After defining your logic, test the functionality by selecting Heuristic Only in the Behaviour Type of the BehaviourParameters attached to the agent.

Training

  1. Create a configuration file (<config>.yaml) to define training parameters. For details, refer the official training configuration guide.

    Note: Two configuration files are provided: C-MARL.yaml and NC-MARL.yaml for cooperative and non-cooperative multi-agent motion planning, respectively.

  2. Within the BehaviourParameters script attached to the agent, give a unique Behaviour Name for training purpose.

  3. Activate the ML-Agents environment:

    $ conda activate ML-Agents
  4. Navigate to the Unity ML-Agents Repository directory:

     $ cd <path/to/unity-ml-agents/repository>
  5. Start the training.

    $ mlagents-learn <path/to/config>.yaml --run-id=<Run1>
  6. Hit the Play button in Unity Editor to "actually" start the training.

Training Analysis

  1. Navigate to the Unity ML-Agents Repository directory:

     $ cd <path/to/unity-ml-agents/repository>
  2. Launch TensorBoard to analyze the training results:

    $ tensorboard --logdir results
    
  3. Open browser application (tested with Google Chrome) and log on to http://localhost:6006 to view the training results.

Deployment

  1. Navigate to the Unity ML-Agents Repository directory and locate a folder called results.
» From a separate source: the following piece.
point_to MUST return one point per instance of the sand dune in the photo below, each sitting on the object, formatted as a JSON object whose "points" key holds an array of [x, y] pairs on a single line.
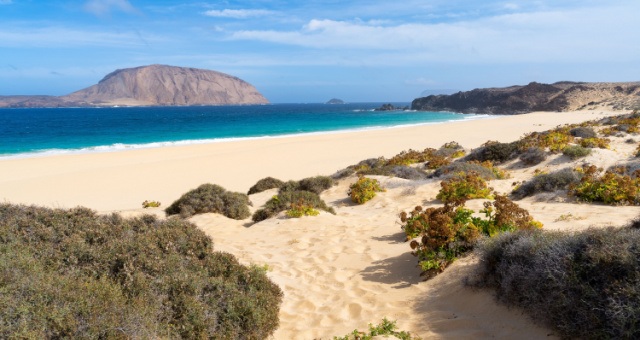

  2. Open the results folder and locate a folder named after the <training_behaviour_name> that you used while training the agent(s).

  3. Copy the saved neural network models (the *.nn files) into the TF Models folder of the MARL Simulator Unity Project.

  4. In the inspector window, attach respective NN model(s) to the Model variable in the BehaviourParameters script attached to the agent(s).

  5. Select Inference Only in the Behaviour Type of the BehaviourParameters attached to the agent(s).

  6. Hit the play button in Unity Editor and watch your agent(s) play!

IMPORTANT TIPS

  1. Craft the reward function carefully; agents cheat a lot!

  2. Tune the training parameters in <config>.yaml file.

  3. As long as possible, duplicate the training arenas within the scene to ensure parallel (faster) training.

    Note: Make sure to commit changes (if any) to all the duplicates as well!

DEMO

Implementation demonstrations are available on YouTube.

CITATION

Please cite the following paper when using the MARL Simulator for your research:

@inproceedings{MARL-2020,
author = {Sivanathan, K. and Vinayagam, B. K. and Samak, Tanmay and Samak, Chinmay},
booktitle = {2020 3rd International Conference on Intelligent Sustainable Systems (ICISS)},
title = {Decentralized Motion Planning for Multi-Robot Navigation using Deep Reinforcement Learning},
year = {2020},
pages = {709-716},
doi = {10.1109/ICISS49785.2020.9316033},
url = {https://doi.org/10.1109/ICISS49785.2020.9316033}
}

This work has been published in 2020 International Conference on Intelligent Sustainable Systems (ICISS). The publication can be found on IEEE Xplore.